Native Baltimoron wrote:Just watched it earlier tonight on TCM, Lafayette Escadrille (1958). William Wellman, who wrote the story and directed the picture was in the Escadrille. His son WAW Jr. made his film debut along with all the Warners Brothers up-and-comers, David Janssen, Clint Eastwood, Tom Laughlin, and Sugarfoot himself, Will Hutchins. It has a distracting love story with Tab Hunter as the hot tempered American, and some nice comic gags with Marcel Dallio as the French Drill Instructor who can't teach the Americans to march. It provides the basic story of what the Lafayette Escadrille contributed to aerial warfare in WWI.
Coincidentally, I just read an interview with Wellman Sr. from a 1978 issue of
Focus on Film, in which he goes into detail about
Lafayette Escadrille. (The interview was conducted in '74, the year before Wellman died.) Although fifteen years had passed since the movie was released, Wellman was still furious at Jack Warner, who, he felt, ruined the picture. The story was based on a real incident from the war. Wellman wanted to call the movie
C'est la guerre, and the ending was supposed to be tragic. Here are some excerpts:
WW: "It was the story of a very dear friend of mine. I had made it as a tragedy, which it was. It was previewed as a tragedy; it was the only preview I ever had where people stood up as the picture ended and said nothing. Then there was a beat and a beat and a beat, and they suddenly started cheering.

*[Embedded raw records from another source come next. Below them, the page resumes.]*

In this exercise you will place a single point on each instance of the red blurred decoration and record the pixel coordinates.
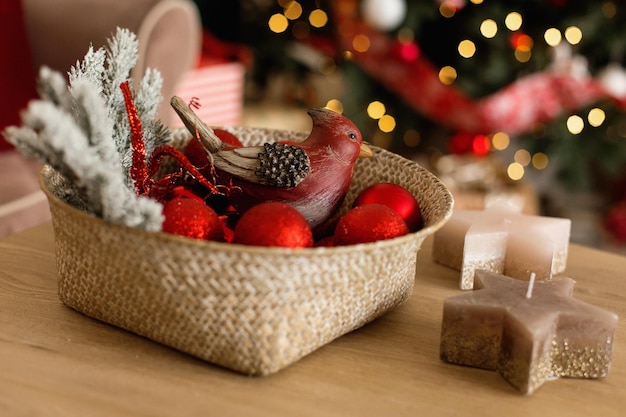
(396, 198)
(17, 74)
(521, 40)
(406, 51)
(327, 242)
(273, 224)
(480, 145)
(464, 143)
(191, 218)
(615, 222)
(369, 223)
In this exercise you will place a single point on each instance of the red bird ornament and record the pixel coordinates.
(312, 176)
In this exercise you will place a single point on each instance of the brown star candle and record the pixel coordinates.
(529, 332)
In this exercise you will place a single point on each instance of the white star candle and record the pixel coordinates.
(500, 239)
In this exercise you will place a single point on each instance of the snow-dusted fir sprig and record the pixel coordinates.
(108, 68)
(79, 130)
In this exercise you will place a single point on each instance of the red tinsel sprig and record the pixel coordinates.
(139, 168)
(166, 150)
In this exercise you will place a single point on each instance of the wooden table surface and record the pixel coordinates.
(56, 362)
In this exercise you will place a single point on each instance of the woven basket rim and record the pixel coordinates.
(260, 250)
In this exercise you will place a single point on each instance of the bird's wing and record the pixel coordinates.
(273, 164)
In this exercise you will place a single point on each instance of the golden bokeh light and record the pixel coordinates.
(522, 157)
(467, 48)
(515, 171)
(447, 75)
(513, 21)
(318, 18)
(573, 35)
(523, 54)
(278, 23)
(376, 110)
(553, 36)
(293, 10)
(489, 28)
(500, 141)
(447, 10)
(335, 105)
(596, 117)
(387, 123)
(575, 124)
(301, 30)
(540, 160)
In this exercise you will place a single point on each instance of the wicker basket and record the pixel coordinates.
(254, 310)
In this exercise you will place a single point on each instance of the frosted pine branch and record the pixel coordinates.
(82, 131)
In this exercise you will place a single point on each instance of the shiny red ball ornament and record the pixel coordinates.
(273, 224)
(395, 197)
(369, 223)
(191, 218)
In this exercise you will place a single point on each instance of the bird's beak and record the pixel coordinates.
(366, 151)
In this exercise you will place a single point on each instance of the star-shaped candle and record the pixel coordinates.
(501, 240)
(529, 332)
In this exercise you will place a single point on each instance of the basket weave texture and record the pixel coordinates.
(254, 310)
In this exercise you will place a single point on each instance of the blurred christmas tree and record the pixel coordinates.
(539, 84)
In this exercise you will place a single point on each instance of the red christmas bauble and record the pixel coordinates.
(369, 223)
(395, 197)
(273, 224)
(191, 218)
(327, 242)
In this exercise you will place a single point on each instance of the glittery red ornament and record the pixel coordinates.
(273, 224)
(369, 223)
(327, 241)
(395, 197)
(191, 218)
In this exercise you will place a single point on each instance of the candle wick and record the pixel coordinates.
(531, 283)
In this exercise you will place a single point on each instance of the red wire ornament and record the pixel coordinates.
(144, 169)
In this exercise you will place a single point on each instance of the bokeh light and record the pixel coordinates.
(513, 21)
(467, 48)
(376, 110)
(573, 35)
(596, 117)
(500, 141)
(387, 123)
(575, 124)
(335, 105)
(318, 18)
(515, 171)
(552, 36)
(278, 23)
(447, 75)
(489, 28)
(293, 10)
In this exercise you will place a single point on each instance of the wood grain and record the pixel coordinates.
(56, 362)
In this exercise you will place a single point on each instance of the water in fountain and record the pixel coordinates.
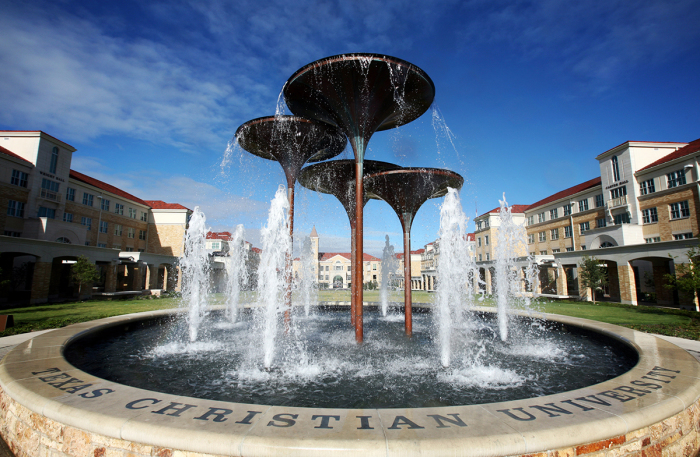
(307, 281)
(195, 272)
(510, 240)
(236, 272)
(389, 267)
(456, 270)
(276, 246)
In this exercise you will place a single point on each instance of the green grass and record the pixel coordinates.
(672, 322)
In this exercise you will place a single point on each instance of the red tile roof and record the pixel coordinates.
(513, 209)
(691, 148)
(104, 186)
(567, 192)
(12, 154)
(226, 236)
(160, 204)
(328, 255)
(37, 131)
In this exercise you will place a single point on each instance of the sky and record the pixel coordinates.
(528, 93)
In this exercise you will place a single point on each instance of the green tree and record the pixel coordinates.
(84, 273)
(687, 277)
(593, 275)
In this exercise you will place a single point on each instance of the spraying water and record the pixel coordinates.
(276, 245)
(455, 268)
(195, 265)
(510, 241)
(236, 274)
(307, 285)
(389, 267)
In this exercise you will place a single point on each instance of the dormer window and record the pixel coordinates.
(616, 169)
(54, 160)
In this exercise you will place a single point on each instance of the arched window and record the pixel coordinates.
(616, 169)
(54, 160)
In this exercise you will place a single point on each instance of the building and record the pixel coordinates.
(52, 214)
(639, 217)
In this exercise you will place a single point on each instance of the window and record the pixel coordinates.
(46, 212)
(599, 200)
(647, 187)
(49, 189)
(87, 199)
(675, 179)
(649, 216)
(623, 218)
(682, 236)
(618, 192)
(680, 210)
(54, 160)
(583, 205)
(19, 178)
(616, 169)
(15, 208)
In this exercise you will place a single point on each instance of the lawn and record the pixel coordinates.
(673, 322)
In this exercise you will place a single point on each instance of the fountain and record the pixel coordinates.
(142, 385)
(360, 94)
(389, 266)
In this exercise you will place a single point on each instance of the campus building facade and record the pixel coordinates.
(51, 214)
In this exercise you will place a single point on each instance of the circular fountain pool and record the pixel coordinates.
(320, 365)
(47, 405)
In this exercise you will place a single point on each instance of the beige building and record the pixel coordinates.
(52, 214)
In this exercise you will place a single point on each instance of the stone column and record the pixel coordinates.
(628, 285)
(487, 280)
(40, 282)
(664, 295)
(562, 288)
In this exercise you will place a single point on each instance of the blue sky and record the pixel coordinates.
(150, 93)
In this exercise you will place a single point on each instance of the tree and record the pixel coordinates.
(84, 272)
(593, 275)
(687, 277)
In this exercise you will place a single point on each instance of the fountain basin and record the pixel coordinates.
(46, 403)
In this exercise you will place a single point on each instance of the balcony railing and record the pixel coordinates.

"And that dirty, rotten bastard [Warner] decided that killing Tab Hunter -- don't laugh -- was impossible. At the time, he'd made a record that had sold two million copies. So they changed it to a happy ending and called it
Lafayette Escadrille. It didn't have a damn thing to do with the Lafayette Escadrille . . . I told Warner that if I ever caught him alone, which in his case is damn near impossible, what with all those disgusting yes-men, that I'd put him in a hospital . . .
"The hero was in the Lafayette Flying Corps with me. I was
not in the Lafayette Escadrille. That was first formed by a particularly crazy bunch of Americans that were over in France. I was in the Lafayette Flying Corps . . . It's sad that what I wanted to be my best picture became such a rotten, disappointing thing. That wasn't the first time that happened to me, but it was the worst."